Magnum Hunter Acquires Marcellus, Utica Acreage

Magnum Hunter Resources Corporation announced Friday that Triad Hunter, LLC, a wholly-owned subsidiary of the company, has entered into a definitive purchase agreement to acquire 100 percent of the stock of privately-held Viking International Resources Co., Inc., or Virco, for a purchase price of approximately $106.7 million.

The total consideration for this transaction will be paid 65 percent (or approximately $69.4 million) in the form of a convertible preferred stock of the Company and 35 percent (or approximately $37.3 million) in cash. The Preferred Stock consideration will be payable in the form of depositary shares representing a new eight percent Series E Cumulative Convertible Preferred Stock of the company, with each depositary share having a liquidation preference of $25.00 per share and a dividend rate of eight percent per annum (based on liquidation preference) and being convertible at the option of the holder into shares of common stock of the company at a conversion price of $8.50 per share (based on liquidation preference and subject to customary anti-dilution adjustments).

The transaction, which is subject to customary closing conditions, is expected to close on or about November 2, 2012, with an effective date of January 1, 2012.

The cash portion of the purchase price is expected to be paid from additional sales of Preferred Stock and/or availability under Magnum Hunter's existing Senior Revolving Credit Facility. The borrowing base under Magnum Hunter's Senior Revolving Credit Facility is currently being re-determined by the Company's bank group, and the Company anticipates a sizeable additional increase.

The company is acquiring approximately 51,500 net Appalachian Basin mineral acres located in West Virginia and Ohio. This acreage position includes approximately 27,000 net acres in the liquids-rich Marcellus Shale, of which 19,000 are located in Ritchie County, West Virginia and 8,000 are located in Washington and Monroe Counties, Ohio. Additionally, the acreage position in Ohio includes approximately 9,000 net liquids-rich Utica Shale acres and more than 19,000 net dry Utica Shale acres. Approximately 98 percent of the total acreage position is held by shallow existing production or HBP.

Current net production from the producing assets associated with this acquisition is approximately 475 barrels of oil equivalent per day with a very low decline rate. Total estimated proved reserves are 3.7 million barrels of oil equivalent as of January 1, 2012.

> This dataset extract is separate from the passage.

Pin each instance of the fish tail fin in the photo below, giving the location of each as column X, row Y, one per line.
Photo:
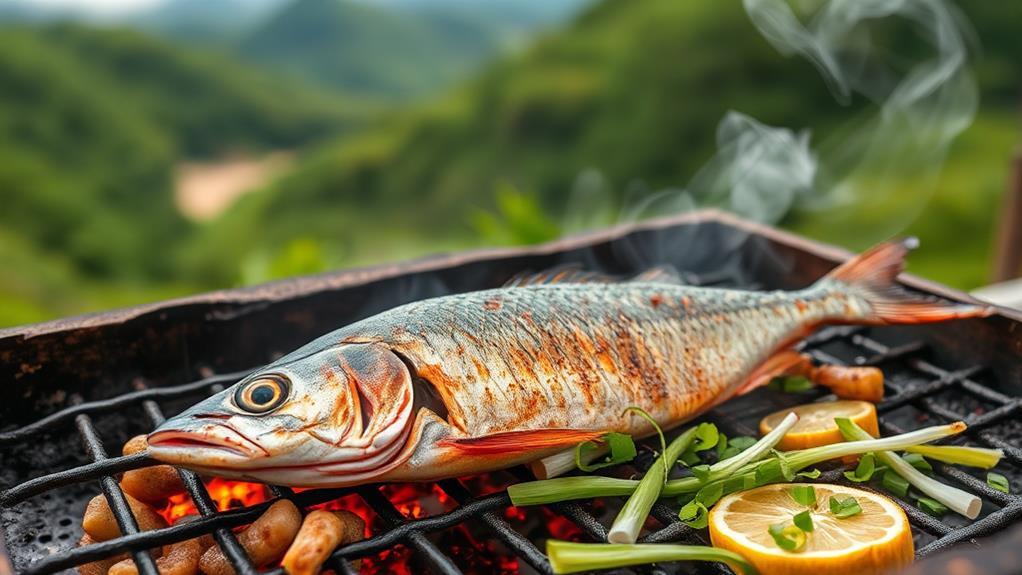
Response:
column 872, row 277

Management has identified 105 gross drilling locations on the Virco acreage which is broken down as follows:

74 Marcellus drilling locations

31 Utica drilling locations

Upon the financial closing of this transaction, the company will have over 85,500 net acres in the liquids-rich Marcellus Shale and 81,800 net acres located within the Utica Shale.

Magnum Hunter Chairman and Chief Executive Officer Gary C. Evans commented, "We have been working on this acquisition for almost one year now. Our team is excited to bring on board the existing pool of employees of Virco to our combined organization in this region. Virco's leasehold acreage position is located in the States of Ohio and West Virginia, and fits extremely well with our existing acreage owned in this region.

"Additionally, we have identified over 100 new drillable locations with both Marcellus and Utica potential on a significant portion of this new leasehold being acquired at a very attractive price per acre. This new liquids-rich gas potential will have a significant impact to our Eureka Hunter midstream division as they will have the capability to provide gathering and transportation to processing facilities in West Virginia and/or Ohio. The southern part of the wet gas window in the Utica Play in Ohio appears to be some of the most prolific in the area. Recently drilled wells in this immediate region have had the highest initial production rates in the entire Utica Play.

"Our company has planned our first Utica test in the first quarter of 2013. With the combination of the recent improvement in natural gas prices this year from $2.00/mcf to approximately $3.50/Mcf, our new midstream cryogenic gas processing capabilities beginning in late November (will add approximately $1.25/mcf to our net price), and improving overall well economics in this region, this liquids-rich area becomes highly profitable. Management anticipates that this Division of the Company will garner a significant portion of our 2013 capital expenditure budget," Evans commented.